What I’d love to see:

  • Adult
  • NA
  • YA: contemporary, sci-fi
  • Romance of all heat levels and all subgenres including historical, paranormal, fantasy, sci-fi, contemporary, romantic suspense
  • Horror
  • Suspense/Thriller
  • #OwnVoices
  • LGBTQ stories
  • Diverse Characters of all types and abilities
  • Alternate history
  • Dystopian

Things I Especially Love:

  • Single dads
  • Social issues
  • #OwnVoices
  • F/F stories
  • Enemies to Lovers
  • New takes on old tropes

Things I don’t want to see:

  • Middle Grade
  • Space operas
  • Inspirational/Religious
  • Children’s books
  • Nonfiction
  • YA Fantasy
  • YA Paranormal

How can a manuscript’s first five pages make you sit up and take notice?

The first thing that always strikes me when I open a book is the voice. I want to be immersed in a writer’s voice and drawn immediately into the world they’ve created. I want to be cemented in the scene and the characters without too much exposition. I want to have an inkling of why we’re here in this place with these characters, and I want those characters to jump off the page. I’m looking for escape; if you can make me escape, you’ve snagged a new reader.

What can writers expect from working with you during #RevPit, including communication?
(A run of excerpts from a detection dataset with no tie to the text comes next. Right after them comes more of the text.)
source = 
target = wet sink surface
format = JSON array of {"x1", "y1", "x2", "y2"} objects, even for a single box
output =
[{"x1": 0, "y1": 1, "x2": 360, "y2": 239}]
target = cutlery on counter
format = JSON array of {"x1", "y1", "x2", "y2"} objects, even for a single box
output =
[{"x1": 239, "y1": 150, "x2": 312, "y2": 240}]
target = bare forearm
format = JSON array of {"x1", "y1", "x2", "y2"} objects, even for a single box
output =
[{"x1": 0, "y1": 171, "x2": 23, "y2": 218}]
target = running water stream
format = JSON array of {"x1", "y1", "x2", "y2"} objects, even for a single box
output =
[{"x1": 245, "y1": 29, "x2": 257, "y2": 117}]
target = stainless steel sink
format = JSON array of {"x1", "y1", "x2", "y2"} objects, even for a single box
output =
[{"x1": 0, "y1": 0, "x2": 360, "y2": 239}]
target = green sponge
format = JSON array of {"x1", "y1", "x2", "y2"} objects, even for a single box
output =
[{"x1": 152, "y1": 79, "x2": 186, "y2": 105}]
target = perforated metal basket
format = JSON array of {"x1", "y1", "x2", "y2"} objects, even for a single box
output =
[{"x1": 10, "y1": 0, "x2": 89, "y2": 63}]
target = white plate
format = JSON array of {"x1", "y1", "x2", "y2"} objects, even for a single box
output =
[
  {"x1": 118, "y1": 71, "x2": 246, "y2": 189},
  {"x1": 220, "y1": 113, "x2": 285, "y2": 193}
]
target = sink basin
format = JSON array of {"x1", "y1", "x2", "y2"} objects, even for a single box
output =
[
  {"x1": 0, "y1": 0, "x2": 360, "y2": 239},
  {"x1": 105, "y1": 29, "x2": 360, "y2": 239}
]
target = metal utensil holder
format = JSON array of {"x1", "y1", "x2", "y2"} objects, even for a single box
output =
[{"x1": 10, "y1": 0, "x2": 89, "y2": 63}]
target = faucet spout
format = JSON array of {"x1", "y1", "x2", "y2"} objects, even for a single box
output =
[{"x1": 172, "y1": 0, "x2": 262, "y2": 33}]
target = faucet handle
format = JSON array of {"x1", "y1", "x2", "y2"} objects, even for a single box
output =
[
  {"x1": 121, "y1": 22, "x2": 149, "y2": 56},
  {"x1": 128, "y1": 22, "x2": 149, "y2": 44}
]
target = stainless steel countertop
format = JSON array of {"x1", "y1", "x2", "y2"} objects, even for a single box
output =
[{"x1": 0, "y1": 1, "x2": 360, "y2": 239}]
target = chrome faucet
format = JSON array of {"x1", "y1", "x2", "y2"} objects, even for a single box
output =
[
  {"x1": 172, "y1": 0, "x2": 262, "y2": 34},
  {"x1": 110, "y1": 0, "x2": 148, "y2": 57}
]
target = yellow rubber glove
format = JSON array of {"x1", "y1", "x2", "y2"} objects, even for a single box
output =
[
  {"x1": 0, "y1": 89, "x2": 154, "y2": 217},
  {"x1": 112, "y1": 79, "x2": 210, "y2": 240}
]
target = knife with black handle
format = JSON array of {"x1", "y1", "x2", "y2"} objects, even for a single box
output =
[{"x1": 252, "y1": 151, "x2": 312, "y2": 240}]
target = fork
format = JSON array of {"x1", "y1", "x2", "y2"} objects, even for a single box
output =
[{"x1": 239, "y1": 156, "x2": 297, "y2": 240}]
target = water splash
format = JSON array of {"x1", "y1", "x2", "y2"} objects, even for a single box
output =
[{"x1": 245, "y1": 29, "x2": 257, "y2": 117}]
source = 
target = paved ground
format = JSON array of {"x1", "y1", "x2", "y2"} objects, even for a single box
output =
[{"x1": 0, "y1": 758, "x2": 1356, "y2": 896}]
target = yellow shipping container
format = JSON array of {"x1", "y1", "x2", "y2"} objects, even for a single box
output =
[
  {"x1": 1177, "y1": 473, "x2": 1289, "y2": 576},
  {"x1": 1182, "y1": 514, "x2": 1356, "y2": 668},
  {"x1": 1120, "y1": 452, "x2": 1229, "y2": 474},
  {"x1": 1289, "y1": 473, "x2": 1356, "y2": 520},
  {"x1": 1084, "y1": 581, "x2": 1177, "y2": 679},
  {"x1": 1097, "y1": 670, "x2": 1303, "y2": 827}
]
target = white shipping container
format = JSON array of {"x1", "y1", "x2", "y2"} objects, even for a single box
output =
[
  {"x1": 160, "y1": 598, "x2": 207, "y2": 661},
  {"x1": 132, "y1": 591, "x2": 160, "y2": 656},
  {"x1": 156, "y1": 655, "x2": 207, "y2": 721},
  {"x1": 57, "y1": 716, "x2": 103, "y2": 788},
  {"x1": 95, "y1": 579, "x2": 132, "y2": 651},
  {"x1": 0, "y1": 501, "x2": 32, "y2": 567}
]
My goal is you, your vision, and your success. I want to enable you to be the best storyteller you can be by helping you mold your characters, your plot, your scenes, and your GMCs. We’ll first look at developmental, larger-picture issues and I’ll assess your pages. After I give you that feedback and we’ve worked to implement that, if we have time we’ll work on line edits and I’ll show you how you can hone your voice further. I typically answer emails within forty-eight hours, and Sundays are the day I take to myself and try not to get online at all. If you haven’t heard from me in forty-eight hours, send me a nudge!

What do you expect from writers during the #RevPit revision process, including communication?

Communication is important, and I want you to be excited about the process. Checking email is important, because the longer it takes you to get back to me, the less time we have to work on your pages. I want to ensure you’re getting the most out of the process with the limited time we have, so punctuality is important, though I don’t expect or want you to skip important events and not practice your own form of self-care.

What hobbies do you have outside of writing and editing?

I don’t write. I know, I know. I spend that time reading and knitting instead. I love knitting. Knitting and binging Netflix is my biggest form of self-care other than spending time with my husband and my herd of cats (no, really, I have a herd of them. I believe the proper term is a clowder). And my family and friends are super important to me, so I make sure to carve time out of my week to spend time with them.

What is your favorite book to reread, and why?

Little Women. I reread it every couple of years, and I notice new things about it every time. I didn’t realize how ahead of her time Louisa May Alcott was, and what a feminist she was until a few years ago, and I love rereading to pick new things out that I didn’t notice when I was little and read it for the first time.